Oct 19 2012
Remove duplicate entries from mysql table
Was writing some code, and dealt with this problem…so posting about solving this problem with 1 command (or more) depending on your decision.If you want to remove all duplicate rows with the same combination of N number of columns.
I’ll talk about two options in this post:
Add a unique key constraint that drops all duplicates
This one will remove all duplicates (based on the combination of columns you give) with one line.
The approach works by altering the table, and adding a unique key. Applying this unique key, causes all duplicate rows to be dropped leaving only one.

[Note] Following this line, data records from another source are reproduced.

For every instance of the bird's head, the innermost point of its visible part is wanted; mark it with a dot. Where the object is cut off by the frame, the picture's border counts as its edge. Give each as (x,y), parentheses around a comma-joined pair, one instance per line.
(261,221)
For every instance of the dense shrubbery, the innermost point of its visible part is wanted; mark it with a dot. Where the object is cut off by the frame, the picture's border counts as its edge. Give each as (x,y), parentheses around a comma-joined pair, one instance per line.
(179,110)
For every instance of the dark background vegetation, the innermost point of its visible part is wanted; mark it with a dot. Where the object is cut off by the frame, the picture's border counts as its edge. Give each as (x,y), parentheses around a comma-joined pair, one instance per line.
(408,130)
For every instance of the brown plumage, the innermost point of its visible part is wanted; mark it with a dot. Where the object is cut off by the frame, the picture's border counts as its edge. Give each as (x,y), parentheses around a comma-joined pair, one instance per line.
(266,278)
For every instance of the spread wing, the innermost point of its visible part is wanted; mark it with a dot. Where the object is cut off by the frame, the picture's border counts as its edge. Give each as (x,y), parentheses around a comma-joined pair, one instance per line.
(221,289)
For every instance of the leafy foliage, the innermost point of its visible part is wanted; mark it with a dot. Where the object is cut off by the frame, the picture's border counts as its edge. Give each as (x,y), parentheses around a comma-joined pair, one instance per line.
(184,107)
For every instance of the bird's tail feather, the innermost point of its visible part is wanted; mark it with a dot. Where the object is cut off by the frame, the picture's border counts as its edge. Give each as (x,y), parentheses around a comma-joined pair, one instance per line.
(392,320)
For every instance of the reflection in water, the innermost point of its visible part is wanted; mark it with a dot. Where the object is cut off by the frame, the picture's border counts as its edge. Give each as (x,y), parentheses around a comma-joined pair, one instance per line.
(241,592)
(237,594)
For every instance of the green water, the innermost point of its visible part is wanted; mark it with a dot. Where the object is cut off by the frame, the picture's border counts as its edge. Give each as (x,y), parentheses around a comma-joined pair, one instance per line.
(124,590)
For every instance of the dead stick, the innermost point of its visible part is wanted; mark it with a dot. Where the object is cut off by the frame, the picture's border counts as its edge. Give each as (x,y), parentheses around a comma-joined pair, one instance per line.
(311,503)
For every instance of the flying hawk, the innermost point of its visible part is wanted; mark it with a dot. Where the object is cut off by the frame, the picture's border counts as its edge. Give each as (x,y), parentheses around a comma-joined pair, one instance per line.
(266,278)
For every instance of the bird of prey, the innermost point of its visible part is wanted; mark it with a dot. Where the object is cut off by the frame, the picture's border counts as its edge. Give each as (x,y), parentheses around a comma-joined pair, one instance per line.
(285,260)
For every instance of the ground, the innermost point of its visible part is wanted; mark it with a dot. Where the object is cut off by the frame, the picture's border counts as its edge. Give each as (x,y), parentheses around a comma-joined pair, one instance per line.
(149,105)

The ignore keyword plays a crucial role in this, as it allows duplicate rows to be ignored instead of throwing an error and rolling the process back. According to the mysql reference (link):
“IGNORE
is a MySQL extension to standard SQL. It controls how ALTER TABLE
works if there are duplicates on unique keys in the new table or if warnings occur when strict mode is enabled. If IGNORE
is not specified, the copy is aborted and rolled back if duplicate-key errors occur. If IGNORE
is specified, only the first row is used of rows with duplicates on a unique key, The other conflicting rows are deleted. Incorrect values are truncated to the closest matching acceptable value.”
[alter table syntax ]
;
ALTER IGNORE TABLE table_original ADD UNIQUE KEY unique_filter(column1, column2, column3)
Note: There’s risk you will lose out data in any other columns not considered part of the unique key (in case of two rows with same unique column values but differing additional columns).
The constraint can be removed later once the filtering has been accomplished.
Use a temporary distinct table
This approach is to create a temporarily table containing all the distinct rows. Then we delete the original values, and copy the distinct back into the original table.
a) Create a temporary table with distinct rows
create table table_distinct as select distinct column1, column2, (only columns in combination) from table_original;
[create table as select syntax] [ select syntax ]
Note: You may also have to alter the temp table, to add additional columns you do not consider part of the unique row fingerprint.
Before moving to step two, you will have to also backup these extra columns.
b) Delete all entries in original table not in distinct table
delete from table_original;
[ delete syntax ]
c) Insert values from temp to original
insert in original_table (column1, column2, ...) Select * from table_distinct;
[ insert with select syntax ]
That’s about…comments and suggestions welcome!